Vitali ist 35 Jahre alt und wohnt im Altenheim, weil es in der Ukraine zu wenige Einrichtungen für behinderte Menschen gibt. Vitali kam mit infantiler Zerebralparese zur Welt, einer Form von Kinderlähmung bei Neugeborenen. Vitali sitzt im Rollstuhl, ohne Hilfe kann er das Haus nicht verlassen, nicht einkaufen oder mit der U-Bahn fahren.

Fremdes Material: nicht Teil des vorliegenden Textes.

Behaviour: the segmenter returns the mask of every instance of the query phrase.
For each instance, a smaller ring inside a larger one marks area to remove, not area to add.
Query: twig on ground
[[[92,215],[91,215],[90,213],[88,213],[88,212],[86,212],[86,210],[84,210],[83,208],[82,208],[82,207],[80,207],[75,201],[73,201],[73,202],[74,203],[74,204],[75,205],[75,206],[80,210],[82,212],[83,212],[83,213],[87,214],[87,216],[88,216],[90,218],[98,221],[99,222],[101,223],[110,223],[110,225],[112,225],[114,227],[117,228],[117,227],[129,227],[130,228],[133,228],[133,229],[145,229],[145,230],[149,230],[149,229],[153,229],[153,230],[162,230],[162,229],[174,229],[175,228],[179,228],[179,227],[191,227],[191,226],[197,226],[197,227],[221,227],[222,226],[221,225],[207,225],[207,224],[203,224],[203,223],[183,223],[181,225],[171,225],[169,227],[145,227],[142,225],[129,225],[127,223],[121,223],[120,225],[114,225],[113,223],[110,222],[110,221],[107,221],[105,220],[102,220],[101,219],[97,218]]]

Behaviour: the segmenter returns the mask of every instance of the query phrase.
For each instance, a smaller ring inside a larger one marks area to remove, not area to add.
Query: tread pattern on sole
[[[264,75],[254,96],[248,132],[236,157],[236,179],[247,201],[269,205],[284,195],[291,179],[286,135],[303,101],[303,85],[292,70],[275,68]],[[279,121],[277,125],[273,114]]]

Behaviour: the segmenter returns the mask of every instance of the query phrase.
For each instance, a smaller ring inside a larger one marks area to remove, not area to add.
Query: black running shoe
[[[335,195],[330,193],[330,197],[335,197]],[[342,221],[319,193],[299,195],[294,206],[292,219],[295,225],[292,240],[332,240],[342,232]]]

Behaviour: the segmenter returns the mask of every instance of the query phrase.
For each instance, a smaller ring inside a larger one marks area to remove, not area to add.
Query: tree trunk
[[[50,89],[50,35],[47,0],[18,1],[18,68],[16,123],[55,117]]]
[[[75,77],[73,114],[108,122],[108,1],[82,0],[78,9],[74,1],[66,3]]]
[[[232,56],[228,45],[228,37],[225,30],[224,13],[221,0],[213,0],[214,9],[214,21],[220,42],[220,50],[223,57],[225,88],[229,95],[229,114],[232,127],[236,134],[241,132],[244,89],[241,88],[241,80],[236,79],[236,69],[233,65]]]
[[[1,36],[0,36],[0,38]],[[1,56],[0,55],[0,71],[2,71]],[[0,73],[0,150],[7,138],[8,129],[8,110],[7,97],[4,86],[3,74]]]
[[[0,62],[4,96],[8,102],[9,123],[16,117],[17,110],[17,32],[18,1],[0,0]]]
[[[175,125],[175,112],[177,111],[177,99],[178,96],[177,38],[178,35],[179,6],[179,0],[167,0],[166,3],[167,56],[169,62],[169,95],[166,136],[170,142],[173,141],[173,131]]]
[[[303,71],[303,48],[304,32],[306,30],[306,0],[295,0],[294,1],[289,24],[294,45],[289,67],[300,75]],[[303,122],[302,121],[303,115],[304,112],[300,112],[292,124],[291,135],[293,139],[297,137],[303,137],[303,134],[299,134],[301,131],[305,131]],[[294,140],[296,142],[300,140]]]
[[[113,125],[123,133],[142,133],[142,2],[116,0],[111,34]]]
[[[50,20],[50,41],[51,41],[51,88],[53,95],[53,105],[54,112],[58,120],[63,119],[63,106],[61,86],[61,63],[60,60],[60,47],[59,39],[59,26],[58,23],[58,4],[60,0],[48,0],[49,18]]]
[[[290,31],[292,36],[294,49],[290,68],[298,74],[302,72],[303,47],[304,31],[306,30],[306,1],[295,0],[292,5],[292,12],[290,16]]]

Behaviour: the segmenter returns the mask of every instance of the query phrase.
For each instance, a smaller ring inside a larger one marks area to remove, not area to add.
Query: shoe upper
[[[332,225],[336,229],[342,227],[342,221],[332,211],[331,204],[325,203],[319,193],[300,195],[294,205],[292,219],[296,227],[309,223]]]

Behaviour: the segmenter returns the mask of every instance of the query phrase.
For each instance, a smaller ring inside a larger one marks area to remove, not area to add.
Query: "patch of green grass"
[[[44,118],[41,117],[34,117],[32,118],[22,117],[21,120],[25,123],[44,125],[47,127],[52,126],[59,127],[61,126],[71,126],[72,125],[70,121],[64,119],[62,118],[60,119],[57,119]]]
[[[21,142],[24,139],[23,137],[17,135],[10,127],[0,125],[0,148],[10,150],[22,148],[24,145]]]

Wütend ist er nicht, aber enttäuscht
Auf dem Fensterbrett hat Vitali russische Ikonen aufgestellt, an der Wand hängt ein Teppich, hinter dem Bett steht ein Fernseher. Vor einer Stunde hat die Pflegerin das Mittagessen auf den Kühlschrank gestellt: Eine Tasse Tee und eine Metallschüssel mit Kartoffelbrei und Buchweizen. „Das gibt es hier jeden Tag“, bemerkt Vitali. Aufgrund der Nervenerkrankung kann er nicht richtig sprechen, seine Worte sind nur schwer zu verstehen. Aber er versteht alles, was man ihm sagt. Seit fünf Jahren lebt er in dem 20 Quadratmeter großen Zimmer. Zuvor hat er bei seinen Eltern in Butscha gewohnt, einer Provinzstadt nahe Kiew. Dann ließen sich die Eltern scheiden. „Meine Mutter wollte mich nicht mehr zu Hause haben“, sagt Vitali. Wütend auf sie sei er nicht, sagt er, aber enttäuscht.
„Menschen
mit Behinderung sind in der Ukraine vom öffentlichen Leben
ausgeschlossen“, sagt Raisa Krawtschenko. Die 51-Jährige mit der Bluse
und der Brille sitzt in einem kleinem Büro in der achten Etage im Haus
des Sozialministeriums in Kiew. Sie ist Leiterin der „Koalition für die
Rechte körperlich und geistig behinderter Menschen“. Der private Verein
macht sich für die Inklusion behinderter Menschen stark.
In der
Ukraine sei es üblich, dass Behinderte bei ihrer Familie zu Hause
wohnen, erläutert Raisa Krawtschenko. Im ganzen Land gäbe es nur vier
Wohnheime, wo Behinderte unter Betreuung selbständig leben.
„Die
Pfleger respektieren mich nicht“, meint Vitali. „Ich habe den Eindruck,
das Altenheim will nur das Geld kassieren, das der Staat für meine
Unterbringung zahlt. Manchmal fühle ich mich wie im Gefängnis“, ergänzt
er. Die Luft ist stickig, die Fenster sind zugeklebt, der Balkon
vergittert.
Die Pfleger sind überfordert
Nachdem
ihn seine Mutter abgeschoben hatte, studierte Vitali vier Monate
Soziologie an der Offenen Universität für Humane Entwicklung in Kiew. An
der Uni lernen behinderte und nichtbehinderte Studenten gemeinsam, die
Hochschule ist komplett barrierefrei ausgestattet. Jedoch musste Vitali
das Studium wegen seiner Sprachstörung abbrechen.
So sitzt Vitali
wieder jeden Tag in seinem Zimmer. Die Pfleger führen ihn nicht auf die
Straße, Übungen zur Rehabilitation sind im Heim nicht vorgesehen. Die
Zeit vertreibt sich Vitali mit Musik und Filmen, die er aus dem Internet
herunterlädt. Am liebsten mag er mystische Filme, in denen es um den
Kampf zwischen Gut und Böse geht.
Plötzlich klopft es an der Tür, Olja Makar betritt das Zimmer. Die 23-jährige Studentin hält eine Einkaufstüte in der Hand, sie hat Brot, Käse, Wasser und Milch mitgebracht. Olja kommt zweimal pro Woche ins Altenheim, kauft Lebensmittel und geht mit Vitali spazieren. Kennengelernt haben sie sich in einer kirchlichen Gemeinschaft, die den Senioren hilft und in der sich Olja engagiert. „Als wir sahen, wie isoliert Vitali hier lebt, haben wir ihm den Laptop geschenkt“, sagt die junge Frau mit dem Wollpulli und der Jeans.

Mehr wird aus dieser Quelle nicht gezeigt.